『シャングリ・ラ』

シャングリ・ラ
池上 永一
404873640X

[Amazon]


読了。

近未来SFほら話ファンタジー大長編。

『風車祭(カジマヤー)』を先日知人に貸して存在を思い出し、図書館から借りてきました。
今回は沖縄ではなく、首都東京の物語。


温暖化がどんどん進んで経済が炭素を基準に回るようになった近未来。
日本は空中炭素固定装置なる大発明により炭素を新素材として活用する方法を得、第二次関東大震災によって荒廃した東京を遺伝子改造を施した植物による強引な緑化を推し進めることで炭素経済の先頭を走るようになった。
緑のジャングルと化した東京の首都機能はアトラスと呼ばれる炭素素材で建造される巨大な塔に集約されたが、塔に居住を認められなかった下層階級のものたちは打倒政府、打倒炭素経済を叫んでレジスタンス組織メタルエイジを結成する。
それから五十年。
総帥凪子によって時代のメタルエイジを背負うものとして育てられた少女、國子が女子少年院より帰還するところから物語は始まる。



というような感じのストーリーです。
ギリシア神話や日本神話がサブカルチャーとごった煮されたような設定で、骨格だけを見れば壮大なSFファンタジーなんだけれども、読んでいる時に受ける雰囲気はあれです、少年向けの過激なギャグマンガ。

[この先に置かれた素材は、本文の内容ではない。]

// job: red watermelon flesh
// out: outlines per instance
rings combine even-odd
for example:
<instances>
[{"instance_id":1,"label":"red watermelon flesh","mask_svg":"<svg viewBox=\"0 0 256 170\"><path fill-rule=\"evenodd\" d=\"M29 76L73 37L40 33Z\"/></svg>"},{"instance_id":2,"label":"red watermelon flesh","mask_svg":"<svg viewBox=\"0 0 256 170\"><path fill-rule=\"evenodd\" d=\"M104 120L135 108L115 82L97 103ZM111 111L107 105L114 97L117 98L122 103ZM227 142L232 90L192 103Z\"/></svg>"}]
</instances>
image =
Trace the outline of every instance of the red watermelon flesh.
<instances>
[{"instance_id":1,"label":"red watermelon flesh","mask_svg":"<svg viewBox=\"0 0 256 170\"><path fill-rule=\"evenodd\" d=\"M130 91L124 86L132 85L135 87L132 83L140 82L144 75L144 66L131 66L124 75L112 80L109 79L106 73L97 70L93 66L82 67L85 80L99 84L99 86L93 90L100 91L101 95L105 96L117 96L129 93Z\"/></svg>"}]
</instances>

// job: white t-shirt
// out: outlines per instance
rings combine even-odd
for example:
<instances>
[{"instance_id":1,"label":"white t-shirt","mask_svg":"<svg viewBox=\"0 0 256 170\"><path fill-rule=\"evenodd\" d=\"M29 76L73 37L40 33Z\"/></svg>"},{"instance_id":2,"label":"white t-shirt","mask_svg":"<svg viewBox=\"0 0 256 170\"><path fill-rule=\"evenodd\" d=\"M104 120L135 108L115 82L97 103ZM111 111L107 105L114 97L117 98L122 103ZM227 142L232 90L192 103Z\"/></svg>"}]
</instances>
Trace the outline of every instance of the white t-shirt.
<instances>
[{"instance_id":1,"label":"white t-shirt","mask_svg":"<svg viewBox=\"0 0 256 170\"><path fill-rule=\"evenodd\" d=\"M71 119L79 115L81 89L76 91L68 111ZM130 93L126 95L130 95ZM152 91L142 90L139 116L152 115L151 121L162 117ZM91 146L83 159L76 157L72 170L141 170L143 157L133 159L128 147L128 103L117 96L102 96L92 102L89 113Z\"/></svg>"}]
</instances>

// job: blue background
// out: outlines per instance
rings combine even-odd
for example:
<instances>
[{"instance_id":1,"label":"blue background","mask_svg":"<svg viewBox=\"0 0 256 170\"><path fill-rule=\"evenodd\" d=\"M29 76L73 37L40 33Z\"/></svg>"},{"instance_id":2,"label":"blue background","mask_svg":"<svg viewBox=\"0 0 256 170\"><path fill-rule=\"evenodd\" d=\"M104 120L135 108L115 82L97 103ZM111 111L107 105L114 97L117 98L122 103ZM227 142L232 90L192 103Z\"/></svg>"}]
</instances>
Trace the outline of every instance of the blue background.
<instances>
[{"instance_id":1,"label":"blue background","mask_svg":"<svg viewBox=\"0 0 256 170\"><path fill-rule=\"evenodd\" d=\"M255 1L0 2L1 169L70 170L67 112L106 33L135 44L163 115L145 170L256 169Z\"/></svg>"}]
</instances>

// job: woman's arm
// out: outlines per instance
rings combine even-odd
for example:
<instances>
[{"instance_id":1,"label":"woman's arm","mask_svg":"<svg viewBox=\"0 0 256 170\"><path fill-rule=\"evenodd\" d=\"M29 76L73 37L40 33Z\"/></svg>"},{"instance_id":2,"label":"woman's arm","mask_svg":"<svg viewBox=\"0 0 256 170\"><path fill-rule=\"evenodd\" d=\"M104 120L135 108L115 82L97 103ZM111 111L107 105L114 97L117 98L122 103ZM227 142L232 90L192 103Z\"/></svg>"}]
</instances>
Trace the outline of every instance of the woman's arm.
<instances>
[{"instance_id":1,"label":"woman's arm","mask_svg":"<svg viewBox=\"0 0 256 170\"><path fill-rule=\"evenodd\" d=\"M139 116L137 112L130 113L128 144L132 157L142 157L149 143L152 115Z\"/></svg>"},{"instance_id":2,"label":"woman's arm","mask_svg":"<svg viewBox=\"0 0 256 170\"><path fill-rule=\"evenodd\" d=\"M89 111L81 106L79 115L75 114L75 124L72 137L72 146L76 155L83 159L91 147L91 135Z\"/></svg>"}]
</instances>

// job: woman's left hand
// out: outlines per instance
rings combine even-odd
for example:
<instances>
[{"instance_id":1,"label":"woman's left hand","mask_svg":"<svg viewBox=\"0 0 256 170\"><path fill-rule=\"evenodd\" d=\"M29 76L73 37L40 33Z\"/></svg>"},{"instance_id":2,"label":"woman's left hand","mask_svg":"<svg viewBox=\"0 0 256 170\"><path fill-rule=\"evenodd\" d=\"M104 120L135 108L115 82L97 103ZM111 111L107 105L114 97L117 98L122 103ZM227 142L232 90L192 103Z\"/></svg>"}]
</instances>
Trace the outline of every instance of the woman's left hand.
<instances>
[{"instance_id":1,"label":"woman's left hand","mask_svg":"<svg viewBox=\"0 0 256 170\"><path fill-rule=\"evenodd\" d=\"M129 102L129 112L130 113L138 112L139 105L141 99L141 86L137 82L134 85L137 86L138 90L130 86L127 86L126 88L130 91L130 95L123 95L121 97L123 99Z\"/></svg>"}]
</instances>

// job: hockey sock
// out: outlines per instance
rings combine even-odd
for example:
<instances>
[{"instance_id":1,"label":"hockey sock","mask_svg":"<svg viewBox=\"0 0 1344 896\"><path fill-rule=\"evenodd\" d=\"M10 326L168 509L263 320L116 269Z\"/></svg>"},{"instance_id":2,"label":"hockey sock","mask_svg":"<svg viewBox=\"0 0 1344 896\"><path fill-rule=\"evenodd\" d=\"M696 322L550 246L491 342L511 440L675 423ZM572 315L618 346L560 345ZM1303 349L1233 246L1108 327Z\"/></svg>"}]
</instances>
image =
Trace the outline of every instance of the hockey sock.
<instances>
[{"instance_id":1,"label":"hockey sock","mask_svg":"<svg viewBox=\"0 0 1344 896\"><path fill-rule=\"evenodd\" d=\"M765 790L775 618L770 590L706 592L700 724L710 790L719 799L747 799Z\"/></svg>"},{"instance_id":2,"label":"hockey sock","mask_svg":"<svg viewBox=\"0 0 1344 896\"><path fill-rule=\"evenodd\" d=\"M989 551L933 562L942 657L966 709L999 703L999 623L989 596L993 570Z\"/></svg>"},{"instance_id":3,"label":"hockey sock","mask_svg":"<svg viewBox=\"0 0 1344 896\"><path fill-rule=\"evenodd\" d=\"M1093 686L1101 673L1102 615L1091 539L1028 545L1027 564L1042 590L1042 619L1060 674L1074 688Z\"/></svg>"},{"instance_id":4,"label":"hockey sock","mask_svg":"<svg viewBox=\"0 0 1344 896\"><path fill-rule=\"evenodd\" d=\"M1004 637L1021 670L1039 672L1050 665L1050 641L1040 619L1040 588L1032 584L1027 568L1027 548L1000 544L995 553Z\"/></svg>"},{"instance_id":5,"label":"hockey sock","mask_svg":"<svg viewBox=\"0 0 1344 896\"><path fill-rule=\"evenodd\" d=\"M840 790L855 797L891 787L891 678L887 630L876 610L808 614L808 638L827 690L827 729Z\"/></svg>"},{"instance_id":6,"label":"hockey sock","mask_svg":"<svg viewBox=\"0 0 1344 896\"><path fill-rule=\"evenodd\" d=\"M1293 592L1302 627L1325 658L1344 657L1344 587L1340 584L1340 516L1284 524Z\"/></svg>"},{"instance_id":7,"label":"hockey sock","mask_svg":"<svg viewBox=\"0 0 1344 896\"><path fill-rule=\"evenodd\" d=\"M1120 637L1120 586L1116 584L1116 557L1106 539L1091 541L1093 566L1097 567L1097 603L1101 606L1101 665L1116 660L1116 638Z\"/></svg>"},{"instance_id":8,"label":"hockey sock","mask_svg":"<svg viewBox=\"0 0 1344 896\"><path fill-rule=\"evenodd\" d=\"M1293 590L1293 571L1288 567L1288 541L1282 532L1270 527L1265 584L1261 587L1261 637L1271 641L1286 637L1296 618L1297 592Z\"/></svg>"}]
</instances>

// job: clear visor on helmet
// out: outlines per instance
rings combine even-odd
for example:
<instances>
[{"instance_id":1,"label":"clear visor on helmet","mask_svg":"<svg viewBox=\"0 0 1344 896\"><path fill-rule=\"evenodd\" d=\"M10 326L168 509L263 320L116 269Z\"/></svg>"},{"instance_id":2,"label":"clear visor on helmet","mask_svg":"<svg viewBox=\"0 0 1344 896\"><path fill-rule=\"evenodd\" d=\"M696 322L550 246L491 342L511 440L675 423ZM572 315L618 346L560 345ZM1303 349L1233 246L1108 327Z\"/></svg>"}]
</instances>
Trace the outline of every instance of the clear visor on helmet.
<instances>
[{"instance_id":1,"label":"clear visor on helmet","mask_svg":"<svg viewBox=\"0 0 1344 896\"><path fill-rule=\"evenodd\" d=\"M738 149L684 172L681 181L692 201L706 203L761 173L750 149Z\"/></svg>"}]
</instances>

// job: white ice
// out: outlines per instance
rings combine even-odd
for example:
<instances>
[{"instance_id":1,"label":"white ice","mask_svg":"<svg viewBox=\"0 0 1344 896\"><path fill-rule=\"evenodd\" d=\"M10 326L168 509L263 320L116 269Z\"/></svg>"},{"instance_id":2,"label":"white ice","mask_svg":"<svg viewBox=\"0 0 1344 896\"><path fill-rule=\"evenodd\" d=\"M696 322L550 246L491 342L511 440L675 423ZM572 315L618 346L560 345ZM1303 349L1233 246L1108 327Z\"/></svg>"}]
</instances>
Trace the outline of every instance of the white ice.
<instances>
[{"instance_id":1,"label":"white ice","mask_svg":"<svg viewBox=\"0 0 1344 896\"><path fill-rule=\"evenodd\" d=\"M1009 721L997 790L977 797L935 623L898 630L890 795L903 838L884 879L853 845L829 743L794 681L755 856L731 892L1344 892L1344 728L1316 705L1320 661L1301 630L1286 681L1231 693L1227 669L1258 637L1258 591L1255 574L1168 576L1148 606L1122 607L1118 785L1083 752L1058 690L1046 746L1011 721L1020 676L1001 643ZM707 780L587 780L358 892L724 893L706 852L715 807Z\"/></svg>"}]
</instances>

個性的というだけではおとなしすぎる、めちゃくちゃ破滅的にとんがったキャラクターがはじけてはじけて爆発しまくる、というシーンがつづきまくるのです。
ノリは最高によくて読んでいてくすくす笑いが絶えないのですが、かなりお下品でもあります(苦笑。

この雰囲気、なにかに似ている……と考えていたのですが、木曜日の夕方六時過ぎに気が付きました。
アニメの『銀魂』だ!(つまり見ていた)

しかし、『銀魂』は男性陣がはじけてますが、こちらは女性陣のパワーがすごいです。
だいたいこの作者さんは男性陣はわりと地味なのに女性はとんでもなく強い話を書くのがお上手なんですけどね。
今回も、トリプルヒロインの國子や美邦、香凛もすごい女の子たちですが、その脇を固める貧乏のクラリス、マッドなサディスト小夜子、超人涼子はさらにすごい。迫力です。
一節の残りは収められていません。